Picky is a microarray design and analysis tool previously developed for large and complex genomes. Picky employs thermodynamics in all its computation and can efficiently identify all unique regions on interested genes against a large genome background. The uniqueness is determined by the hybridization melting temperature difference: the greater the difference between the probe-to-target melting temperature and the highest probe-to-nontarget melting temperature, the more unique a probe targeted region will be. All potential hybridization sites on all genes are compared to obtain the highest nontarget melting temperature of any probe candidate. Picky calculation is deterministic according to thermodynamic equations and there is no statistical modelling in Picky that may introduce stochastic outcomes. Despite the exhaustive search and comparison, Picky is very efficient. Picky screening requires only a couple minutes even for the whole human gene set. The technical details of how Picky conducts its efficient thermodynamic calculation and the experimental validation of Picky predictions have been reported previously , , .
Carrying on this capability, Picky should be able to screen potential off-target genes for siRNA candidates as well. The question is how precise this screening can be in the context of in vivo RNA interference.
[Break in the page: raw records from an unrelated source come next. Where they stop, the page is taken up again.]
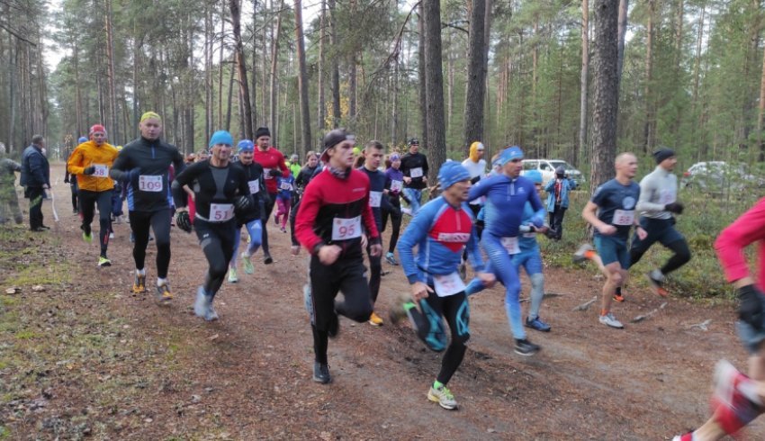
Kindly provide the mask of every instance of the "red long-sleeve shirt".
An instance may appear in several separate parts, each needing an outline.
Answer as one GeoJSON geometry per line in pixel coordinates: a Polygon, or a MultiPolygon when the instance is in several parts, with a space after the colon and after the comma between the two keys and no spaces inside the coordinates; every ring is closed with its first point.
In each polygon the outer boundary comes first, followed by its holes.
{"type": "Polygon", "coordinates": [[[342,248],[340,258],[363,258],[361,222],[370,243],[380,239],[369,206],[369,177],[358,170],[352,169],[346,179],[340,179],[325,169],[305,187],[295,218],[295,238],[310,253],[324,242],[342,248]],[[356,218],[360,219],[354,224],[351,220],[356,218]]]}
{"type": "Polygon", "coordinates": [[[757,285],[765,291],[762,283],[762,274],[765,270],[765,198],[758,201],[748,212],[723,230],[715,241],[717,258],[729,283],[750,275],[743,249],[754,242],[759,242],[760,248],[757,285]]]}
{"type": "Polygon", "coordinates": [[[262,151],[259,148],[255,148],[252,159],[263,166],[266,190],[271,194],[277,193],[276,179],[268,176],[268,170],[278,168],[282,170],[282,175],[286,176],[290,173],[290,169],[287,168],[287,165],[284,163],[284,155],[274,147],[269,147],[266,151],[262,151]]]}

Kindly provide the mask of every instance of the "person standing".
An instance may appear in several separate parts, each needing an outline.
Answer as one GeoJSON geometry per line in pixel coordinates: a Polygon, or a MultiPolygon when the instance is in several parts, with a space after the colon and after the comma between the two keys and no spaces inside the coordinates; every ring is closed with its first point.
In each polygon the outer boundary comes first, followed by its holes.
{"type": "Polygon", "coordinates": [[[79,187],[79,203],[82,210],[83,240],[93,242],[90,224],[98,206],[99,231],[98,240],[101,254],[98,266],[111,266],[112,261],[106,256],[109,247],[109,233],[112,230],[112,193],[114,182],[109,177],[109,168],[117,158],[117,148],[106,142],[106,129],[95,124],[88,130],[90,140],[78,145],[69,160],[67,170],[76,176],[79,187]]]}
{"type": "Polygon", "coordinates": [[[29,229],[32,231],[50,230],[43,223],[42,199],[45,191],[50,188],[50,165],[42,152],[45,138],[32,137],[32,145],[22,154],[22,176],[20,184],[24,187],[24,197],[29,199],[29,229]]]}
{"type": "Polygon", "coordinates": [[[401,173],[404,174],[404,196],[414,216],[419,210],[422,190],[428,187],[428,158],[419,153],[419,141],[416,139],[409,140],[409,153],[401,157],[401,173]]]}
{"type": "Polygon", "coordinates": [[[438,182],[441,195],[422,206],[399,242],[401,267],[411,290],[411,301],[401,306],[408,314],[422,315],[416,309],[419,302],[428,320],[418,320],[421,326],[417,331],[426,342],[442,317],[449,325],[451,342],[428,400],[454,410],[457,401],[446,384],[462,364],[470,338],[470,308],[457,273],[463,248],[467,248],[470,263],[482,284],[492,284],[494,276],[483,272],[472,213],[465,205],[471,188],[469,172],[457,162],[446,162],[438,172],[438,182]]]}
{"type": "Polygon", "coordinates": [[[140,136],[126,145],[117,156],[109,176],[127,187],[128,216],[135,238],[133,260],[135,282],[133,292],[146,292],[146,248],[149,229],[154,231],[157,246],[157,298],[172,300],[167,281],[170,266],[170,188],[169,173],[173,165],[176,173],[183,172],[184,156],[176,146],[160,139],[162,118],[147,112],[139,123],[140,136]]]}
{"type": "Polygon", "coordinates": [[[626,283],[630,266],[627,240],[633,225],[637,237],[644,240],[647,234],[635,216],[640,185],[633,178],[637,173],[637,158],[632,153],[622,153],[616,160],[616,177],[595,190],[581,212],[581,217],[595,228],[595,248],[608,277],[603,284],[600,323],[621,329],[624,325],[611,312],[611,302],[616,288],[626,283]]]}
{"type": "Polygon", "coordinates": [[[359,323],[369,320],[372,299],[364,277],[362,224],[370,254],[382,247],[369,206],[369,178],[355,170],[355,138],[335,129],[324,136],[320,159],[325,168],[305,188],[295,219],[295,236],[310,253],[310,325],[313,332],[313,381],[332,381],[327,360],[328,338],[339,329],[338,315],[359,323]],[[342,291],[343,302],[335,297],[342,291]]]}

Picky calculation requires several parameters such as the salt and RNA concentrations, which cannot be precisely estimated for living cells. Therefore, Picky estimated melting temperatures likely deviate from true values. One might even ask the fundamental question why melting temperatures can be useful for RNAi experiments that are executed at room temperature far below any estimated target melting temperature. The key answer to the question is that we are using melting temperature estimate as a measurement of molecular hybridization tendency – the higher an estimated melting temperature between two molecules, the more easily they can hybridize to each other. Estimated melting temperatures are never used alone but are always compared to the other estimated melting temperatures to produce meaningful off-target predictions. In another word, although estimated melting temperatures can deviate from true values, their relative differences are preserved in Picky calculation.
Previously we have calibrated Picky designed microarrays and found that even at a 10,000∶1 molar concentration ratio between predicted nontargets and targets, Picky designed probes still will not hybridize to the abundant nontarget transcripts if there are sufficient melting temperature difference between them , . Therefore, according to our experience, if the target and nontarget melting temperature difference of a siRNA candidate (i.e., its siRNA score) is higher than 10°C, we believe its off-target effect will be minimal. If a siRNA candidate has a melting temperature difference with a nontarget that is significantly lower than 10°C, it may cause off-target effect on the nontarget gene, and it is probably a bad siRNA candidate.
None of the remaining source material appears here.